Of course, I gotta write about former Eaglets like Forthsky Padrigao and Josh Lazaro. I’m not so sure if these two former Batang Gilas mainstays are gonna play major minutes for coach Tab, but they certainly have the potential to make an impact. Padrigao’s court vision is uncanny, while Lazaro’s length and athleticism make him an interesting choice at either forward spot.
Best of luck to all of these up-and-comers!
Will the coverage be the same?
The switch from ABSCBN S+A to TV5/Cignal/One Sports was one born out of circumstance, but so far, judging by social media postings and the buzz around opening weekend, it seems like the coverage will still be quite robust. Different, but still robust.
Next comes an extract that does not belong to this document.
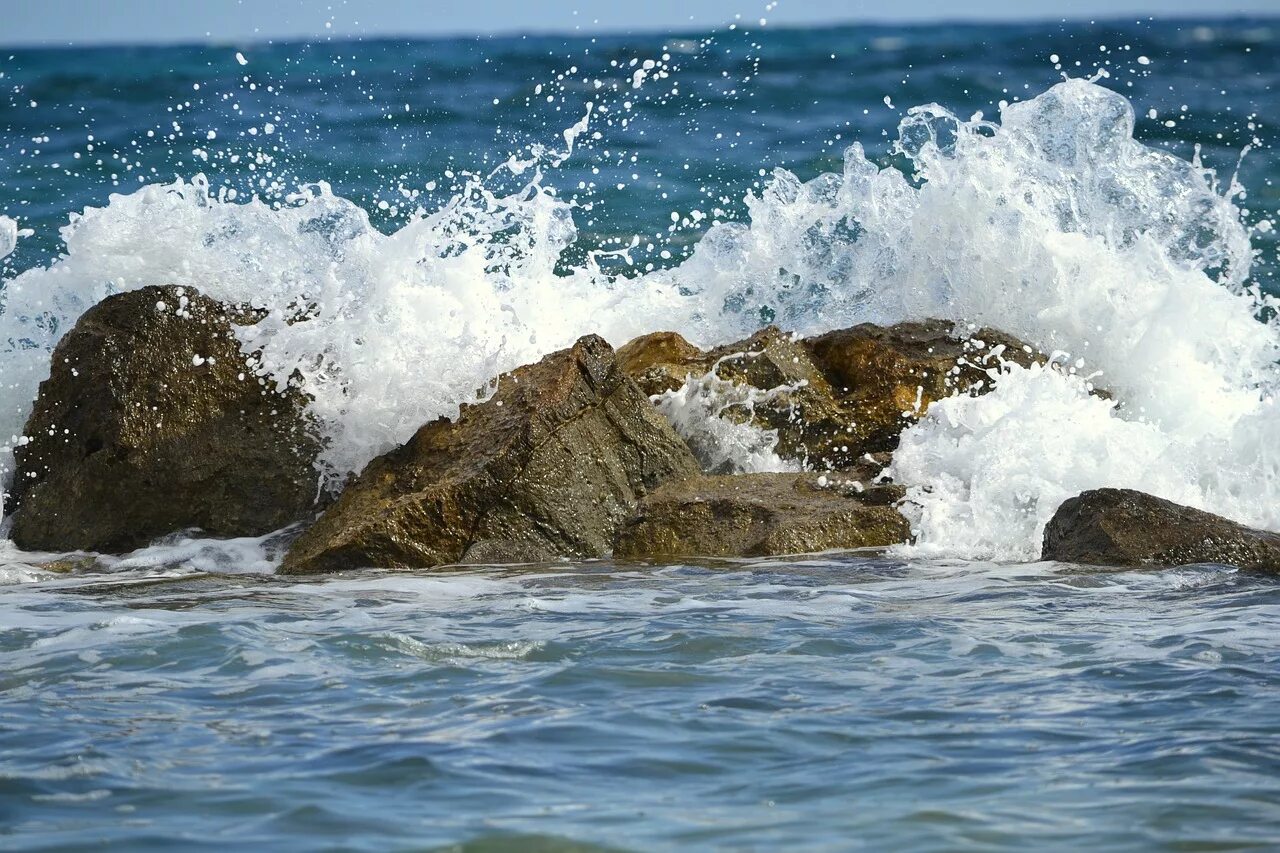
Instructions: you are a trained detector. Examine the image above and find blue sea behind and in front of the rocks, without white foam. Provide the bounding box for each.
[0,20,1280,850]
Gone is the courtside reporter label, and it’s now the erstwhile-CSRs will be called correspondents. I like the change. It gives the correspondents a lot more leeway when it comes to the stories they’ll cover. So many interesting possibilities there.
I also like the roster of anchors and analysts. There are a lot of new faces, most of whom are youthful and should appeal to an ever-young fanbase. The analysts are also composed almost exclusively of former UAAP players, and there are more than ever before, which makes sense given the change in in-game scheduling this season. Trust me, it’s not easy doing back-to-back-to-back games in one weekend — it’s hella fun, but it ain’t easy. Now, with so many analysts, it’ll be easier to spread them out across the different schedules, and it gives a plethora of perspectives. My go-to would have to be Bacon Austria, though, a fellow coach of mine for the Blue Eaglets. I remember him telling me a few years ago that he wanted to try being an on-cam analyst, and I’m so excited he’ll finally get his chance.
As for the anchors, I’m super excited for all the young ‘uns, especially the former CSRs, Bea Daez-Fabros, and fellow writer Yoyo Sarmenta (who has anchored games for the ABL before if correctly recall). Having Jude “Kaboom” Turcuato back is AWESOME, too. He was one of my casting idols, and it’s exciting to hear him again in the UAAP. Of course, the legends of the game are there as well — Boom, Mico, Nikko — and I’m looking forward to the kind of storytelling they’ll bring to the coverage!
Who will make the Final Four?
Ateneo, UP, DLSU, FEU — not necessarily in that order… or maybe in that order. Let’s see!
I’m sure there are more questions out there, and we’ll see what the answers are gonna be when the UAAP S84 games finally open!